Thursday, May 5, 2011

A Little H-O-R-S-E anyone?

Evan is really into shooting baskets right now and Luke has his own little basket so he does not get too frustrated.

The boys think it is mildly amusing that Jon and I frequently play late night H-O-R-S-E tourneys on the weekend after the kids go to bed. Now, it is Jon and I so there is always a little vino involved, so it gets amusing.The boys always ask us in the morning who won....I think we are dead even right now.

Jon always comes up with clever testosterone induced shots.
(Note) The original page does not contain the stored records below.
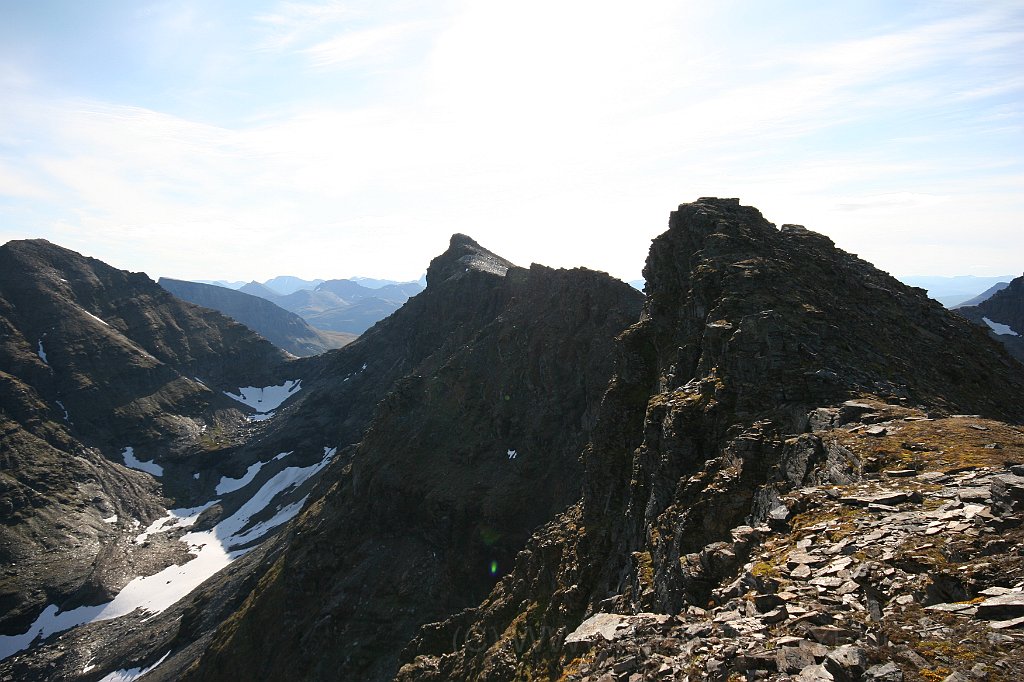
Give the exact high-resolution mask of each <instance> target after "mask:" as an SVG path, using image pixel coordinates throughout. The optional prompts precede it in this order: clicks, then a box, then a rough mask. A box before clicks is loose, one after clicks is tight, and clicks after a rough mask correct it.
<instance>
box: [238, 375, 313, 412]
mask: <svg viewBox="0 0 1024 682" xmlns="http://www.w3.org/2000/svg"><path fill="white" fill-rule="evenodd" d="M301 388H302V380H301V379H294V380H291V379H290V380H288V381H286V382H285V383H284V384H282V385H281V386H263V387H261V388H257V387H256V386H246V387H245V388H240V389H239V392H238V394H234V393H228V392H227V391H224V395H226V396H227V397H229V398H231V399H234V400H238V401H239V402H241V403H243V404H246V406H248V407H250V408H252V409H253V410H255V411H256V413H257V414H255V415H253V416H252V417H250V418H249V419H250V420H251V421H254V422H260V421H263V420H266V419H270V417H273V411H274V410H276V409H278V408H280V407H281V406H282V404H284V402H285V400H287V399H288V398H290V397H292V396H293V395H295V394H296V393H297V392H298V391H299V389H301Z"/></svg>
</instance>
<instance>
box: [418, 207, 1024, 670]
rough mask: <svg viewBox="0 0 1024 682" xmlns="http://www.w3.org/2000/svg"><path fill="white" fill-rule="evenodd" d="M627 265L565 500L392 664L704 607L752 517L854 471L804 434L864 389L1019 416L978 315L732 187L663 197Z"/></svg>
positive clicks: (642, 650)
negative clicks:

One night there was a small piece of dog poop on the driveway, so he called one of his shots, "the dog poo bank shot".

So, now the kids know about this shot and they call for a "dog poo bank" whenever we play horse. Yet another moment in which the male fascination with bodily functions enters my very girly lifestyle;)!

Tuesday, May 3, 2011

Muffins With Mom

My sweet boy was feeling well enough to go to school today. This morning, we had Muffins With Mom before school and then went to Mass together. Isn't he handsome?:)

Sunday, May 1, 2011

My poor Evan

We made it 6 years without Evan having strep, but we ended that streak this weekend. He came home Thursday feeling yucky and stayed home Friday. He felt great Saturday , but after his baseball game, he asked to take a nap on the couch...so not like him. He had a fever and felt awful. We took in him in today and had a feeling he had strep. Hopefully, with antibitoics he will feel better soon.

Despite the strep, my little guy had a hit at his baseball game. I do find some humor in the fact we made it through cold and flu season with no illness for him and ended up sick in May. Such is life.

Flank Steak with Spicy Cream Sauce

The cream sauce had chives and parsely from the garden and that's my lettuce!:) The spcie in the sauce was horseradish.

Hutcheson Upgrades

Our new Keurig

My anniversary gift....with its cute pink case!



Generally, it takes Jon 2 years to buy anything digital/electric without doing tons of Consumer Report driven research:). He surprised me with a Kindle for our anniversary. I LOVE it, it is every readers' dream.


We have been discussing a Keurig forever. Jon has one at work and lots of our friends have one. I have been hesitant, but everyone I know that has one, loves it. So, I surprised Jon with it for our anniversary. It is better than I could have imagined. I love that I can just have one cup if I want. Jon and I also like different types of coffee on the weekend, so this solves the problem. I cannot say enough good things about it.

Lettuce!



My first lettuce harvest....so exciting and delicious! Even my, less than organic hubby, thought it was amazing!